I crack a grin at that, imagining the scene.

“We explained everything to her,” he continues.

“And we’re sure you had your reasons for not telling her the whole story, and we’re sorry for telling her. Now she’s mad at you and made us promise to tell you that you’re, quote, ‘in for it later,’” says Lukas. “We’re also sorry she’s mad at you because of us.”

Fuck. I’m definitely going to have a lot of explaining to do to Ronnie. That’s going to be a rough conversation.

“We really are sorry, but we explained to Ronnie,” says Felix.

“The whole thing was very confusing.” Sebastian brings the conversation back around to the story.

“Yes, it was very confusing,” agrees Felix. “But we explained to Ronnie that we hadn’t broken up with you.”

“You couldn’t have. We weren’t dating,” I say, my voice so small I’m not sure they’ll even hear it.” And we did get Ronnie to promise not to take her anger out on you until your mom is doing better,” Elliot says. Maybe they didn’t hear me. It’s probably for the best.

I shake my head, forcing myself to focus on the basics. “Okay, so now I understand how you knew where I was, but that still doesn’t explain why you’re here.”

“Because your mom is in the hospital and you shouldn’t be here alone,” says Sebastian. Confusion knits his brows together as he tries to figure out why I don’t understand.

“But shouldn’t you be leaving today for Worlds?” I glance at the clock on the wall, calculating how much time I might have with them before they absolutely need to leave, even as I’m telling myself I have no right to want them to stay after everything I’ve put them through.

“You’re more important,” says Lukas, taking my hand and leading me back to my seat.

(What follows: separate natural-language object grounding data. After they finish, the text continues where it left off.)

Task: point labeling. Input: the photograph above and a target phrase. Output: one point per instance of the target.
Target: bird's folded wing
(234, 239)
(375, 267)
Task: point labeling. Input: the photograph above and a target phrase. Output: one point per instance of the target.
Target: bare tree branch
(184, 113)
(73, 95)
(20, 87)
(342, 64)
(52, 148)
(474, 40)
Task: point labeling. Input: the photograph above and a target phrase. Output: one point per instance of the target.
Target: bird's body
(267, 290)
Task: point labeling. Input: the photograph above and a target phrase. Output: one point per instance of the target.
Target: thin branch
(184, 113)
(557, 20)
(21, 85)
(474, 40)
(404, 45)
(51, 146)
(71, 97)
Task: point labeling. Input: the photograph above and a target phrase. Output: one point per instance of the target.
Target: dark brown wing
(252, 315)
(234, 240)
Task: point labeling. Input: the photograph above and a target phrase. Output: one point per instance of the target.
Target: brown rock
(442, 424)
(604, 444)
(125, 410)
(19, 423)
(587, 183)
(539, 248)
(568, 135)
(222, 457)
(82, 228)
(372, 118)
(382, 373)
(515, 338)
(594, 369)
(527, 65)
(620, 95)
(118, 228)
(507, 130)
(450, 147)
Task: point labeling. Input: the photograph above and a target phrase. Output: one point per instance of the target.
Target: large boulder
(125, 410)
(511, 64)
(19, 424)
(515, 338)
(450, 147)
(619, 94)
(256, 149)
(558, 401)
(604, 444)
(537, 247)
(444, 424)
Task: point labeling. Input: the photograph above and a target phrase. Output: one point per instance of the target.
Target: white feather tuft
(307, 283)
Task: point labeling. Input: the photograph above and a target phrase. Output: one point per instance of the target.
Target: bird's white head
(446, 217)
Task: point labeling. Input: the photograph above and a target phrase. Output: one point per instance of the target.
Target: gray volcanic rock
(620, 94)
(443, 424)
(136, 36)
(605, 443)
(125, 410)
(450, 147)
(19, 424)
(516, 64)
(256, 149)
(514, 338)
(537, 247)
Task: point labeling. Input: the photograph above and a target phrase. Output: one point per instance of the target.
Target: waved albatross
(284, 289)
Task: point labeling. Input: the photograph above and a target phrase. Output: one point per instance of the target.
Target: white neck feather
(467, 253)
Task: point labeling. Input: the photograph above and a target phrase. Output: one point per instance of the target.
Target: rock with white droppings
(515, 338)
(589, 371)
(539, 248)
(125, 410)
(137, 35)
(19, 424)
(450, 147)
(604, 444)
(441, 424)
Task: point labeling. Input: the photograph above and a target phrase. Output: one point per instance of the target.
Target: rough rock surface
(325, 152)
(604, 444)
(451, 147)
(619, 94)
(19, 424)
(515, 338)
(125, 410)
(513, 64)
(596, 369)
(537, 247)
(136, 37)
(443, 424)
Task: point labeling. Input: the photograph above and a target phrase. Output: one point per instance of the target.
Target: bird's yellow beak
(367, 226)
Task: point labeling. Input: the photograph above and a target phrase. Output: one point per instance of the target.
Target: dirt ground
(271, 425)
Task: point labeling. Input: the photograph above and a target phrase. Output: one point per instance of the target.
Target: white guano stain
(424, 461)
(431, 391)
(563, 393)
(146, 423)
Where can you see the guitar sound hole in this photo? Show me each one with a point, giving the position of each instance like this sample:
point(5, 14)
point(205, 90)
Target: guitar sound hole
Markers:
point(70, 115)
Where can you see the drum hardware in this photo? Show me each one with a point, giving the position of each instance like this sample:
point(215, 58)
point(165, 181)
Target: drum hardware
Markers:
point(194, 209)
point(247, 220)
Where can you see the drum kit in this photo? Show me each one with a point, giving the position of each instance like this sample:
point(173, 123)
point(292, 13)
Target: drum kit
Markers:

“I’m not. You might not get another chance at the title.” They’ve worked most of their lives to get to this moment and they can’t give it up. Not for me, or for anyone.

“The only title we want is one from you,” says Felix, sitting on my other side and taking my hand.

“Rebecca?” says a nurse, coming out to find me. She pauses briefly when she sees that I’m deep in conversation with the guys, but then comes over. “Your mom came through fantastically. You can head back up to the room whenever you’re ready.”

“Why don’t you lead the way,” says Elliot, offering me a hand and pulling me to my feet.

We ride the elevator up to my mom’s floor and they follow me down the hall to her room. As soon as we’re outside her door though, the guys hang back.

“You go in and check on your mom, we’ll wait out here,” says Elliot.